Running a radio station from the middle of an airfield posed some unusual challenges. Electrical power came from a generator, accommodation was expensive and costs were high for a temporary telephone line. The station was paid for by spot advertising and sponsorship.

Airfair Radio first began broadcasting in 1989 on FM. For many years it broadcast on AM; however, for the last six years of transmission from Biggin Hill, FM was the preferred method of delivery. The broadcasts were simulcast over the internet, allowing programmes to be heard worldwide.

The station was operated by volunteers, many of whom worked in the broadcasting and communications industries; this allowed it to draw on a variety of experience from associated fields.

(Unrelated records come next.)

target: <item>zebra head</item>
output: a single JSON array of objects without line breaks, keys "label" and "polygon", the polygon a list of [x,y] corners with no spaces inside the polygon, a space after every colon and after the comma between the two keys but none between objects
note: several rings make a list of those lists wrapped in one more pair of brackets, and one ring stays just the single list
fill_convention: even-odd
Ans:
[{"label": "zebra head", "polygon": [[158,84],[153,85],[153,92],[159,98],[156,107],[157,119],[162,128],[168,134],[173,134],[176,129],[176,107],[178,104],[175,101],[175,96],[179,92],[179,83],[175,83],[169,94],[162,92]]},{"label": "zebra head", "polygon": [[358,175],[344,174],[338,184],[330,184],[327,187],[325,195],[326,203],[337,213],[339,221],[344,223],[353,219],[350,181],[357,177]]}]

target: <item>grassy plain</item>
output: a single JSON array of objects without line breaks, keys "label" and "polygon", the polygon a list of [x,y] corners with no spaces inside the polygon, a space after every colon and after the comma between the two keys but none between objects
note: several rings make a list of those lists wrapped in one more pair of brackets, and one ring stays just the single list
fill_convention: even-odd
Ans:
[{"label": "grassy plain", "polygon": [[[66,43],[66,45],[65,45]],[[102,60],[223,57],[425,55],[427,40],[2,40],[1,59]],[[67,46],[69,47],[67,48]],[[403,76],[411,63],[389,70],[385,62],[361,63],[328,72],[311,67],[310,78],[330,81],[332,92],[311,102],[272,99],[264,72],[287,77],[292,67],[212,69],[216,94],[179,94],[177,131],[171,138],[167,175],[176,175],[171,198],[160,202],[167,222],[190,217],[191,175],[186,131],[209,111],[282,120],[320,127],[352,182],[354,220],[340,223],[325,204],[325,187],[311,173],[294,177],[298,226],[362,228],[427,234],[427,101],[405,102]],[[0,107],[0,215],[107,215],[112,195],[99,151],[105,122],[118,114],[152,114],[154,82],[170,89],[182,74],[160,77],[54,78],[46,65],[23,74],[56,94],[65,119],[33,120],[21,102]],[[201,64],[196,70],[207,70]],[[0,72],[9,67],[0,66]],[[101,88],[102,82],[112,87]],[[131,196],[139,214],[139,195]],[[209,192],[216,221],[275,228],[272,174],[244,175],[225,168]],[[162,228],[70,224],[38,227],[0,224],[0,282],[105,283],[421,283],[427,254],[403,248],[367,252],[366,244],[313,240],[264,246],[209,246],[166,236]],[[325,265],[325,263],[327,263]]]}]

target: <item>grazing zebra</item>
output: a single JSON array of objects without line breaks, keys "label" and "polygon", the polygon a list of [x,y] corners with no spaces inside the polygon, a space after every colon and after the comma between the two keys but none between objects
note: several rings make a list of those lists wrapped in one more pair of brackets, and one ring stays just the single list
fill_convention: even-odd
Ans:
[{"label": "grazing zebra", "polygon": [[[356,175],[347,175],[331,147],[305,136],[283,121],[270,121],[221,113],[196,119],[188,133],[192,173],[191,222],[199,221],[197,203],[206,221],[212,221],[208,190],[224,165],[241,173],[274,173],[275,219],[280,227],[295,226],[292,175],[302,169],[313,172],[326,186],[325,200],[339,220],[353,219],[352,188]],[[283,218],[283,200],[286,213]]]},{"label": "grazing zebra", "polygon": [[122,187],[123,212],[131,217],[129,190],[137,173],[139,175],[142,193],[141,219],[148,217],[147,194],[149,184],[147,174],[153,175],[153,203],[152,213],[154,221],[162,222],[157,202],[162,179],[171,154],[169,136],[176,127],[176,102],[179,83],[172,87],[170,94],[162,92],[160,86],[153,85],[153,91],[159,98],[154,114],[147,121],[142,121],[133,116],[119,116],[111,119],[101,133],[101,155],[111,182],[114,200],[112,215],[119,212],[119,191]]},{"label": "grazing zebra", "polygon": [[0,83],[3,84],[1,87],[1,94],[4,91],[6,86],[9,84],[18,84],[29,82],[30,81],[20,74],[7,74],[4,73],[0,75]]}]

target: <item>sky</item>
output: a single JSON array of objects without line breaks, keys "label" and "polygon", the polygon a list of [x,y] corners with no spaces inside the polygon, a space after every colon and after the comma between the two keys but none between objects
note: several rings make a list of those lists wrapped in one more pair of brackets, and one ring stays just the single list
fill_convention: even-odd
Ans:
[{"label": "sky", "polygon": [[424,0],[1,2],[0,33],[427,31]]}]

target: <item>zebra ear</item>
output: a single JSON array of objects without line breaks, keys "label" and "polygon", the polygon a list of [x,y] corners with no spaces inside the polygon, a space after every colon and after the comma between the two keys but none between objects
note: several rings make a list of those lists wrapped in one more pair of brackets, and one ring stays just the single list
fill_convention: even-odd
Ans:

Its commentators were pilots, with many years of experience under their belts; the station's senior commentator, Ian Marshall, was a Sony Award-winning broadcaster. Many of its presenters and producers have gone on to develop successful broadcasting careers. Among them: Sam Matterface, who worked at the south-coast radio station 107.4 The Quay, where he presented the breakfast show and a variety of sports related programmes from 2001 to 2007, then moving on to presenting on Sky Sports News in July 2007, before leaving in late 2010. He is now the chief football commentator for TalkSport, and ITV Sport, and is the commentator for ITV's Dancing on Ice; Harvey Cook, News reader and writer, continuity announcer for BBC Radio 5Live, 6Music and Radio 2; Paul Stafford, who has a daily radio programme in Australia, and Fiona Goldman, whose credits include radio presenter for the British Forces Broadcasting Services, features reporter for BBC Radio 4, newsreader for BBC World Service and announcer for ITV and SKY. She is also a voice actress for TV and radio commercials and works internationally as a narrator for corporate films, books and documentaries. Other members of the team have pursued careers as producers for both BBC and Independent Radio stations, and in broadcast television.

Although AirFair Radio first started broadcasting in 1989, its volunteer team had been involved in local broadcasting for many years previously. Under the banner of SouthEast Radio, the group organised local RSL stations for a number of organisations, including: RoundTable Radio for Farnborough Round Table and Petts Wood Round Table, and Bromley Carnival Radio for The Bromley Carnival Association. Their first venture into local broadcasting was for coverage of the Orpington Town Carnival in 1984.

The establishment of the Special Events Group was born of a need to raise money in support of Orpington Hospital Radio Service, which had been providing programmes for Orpington Hospital since 1980, and later also for Farnborough hospital. It also provided opportunities for many keen volunteers to acquire skills useful for pursuing careers as producers, presenters, voice-over artists and engineers which, as mentioned above, served many of them well in helping them establish careers in broadcasting.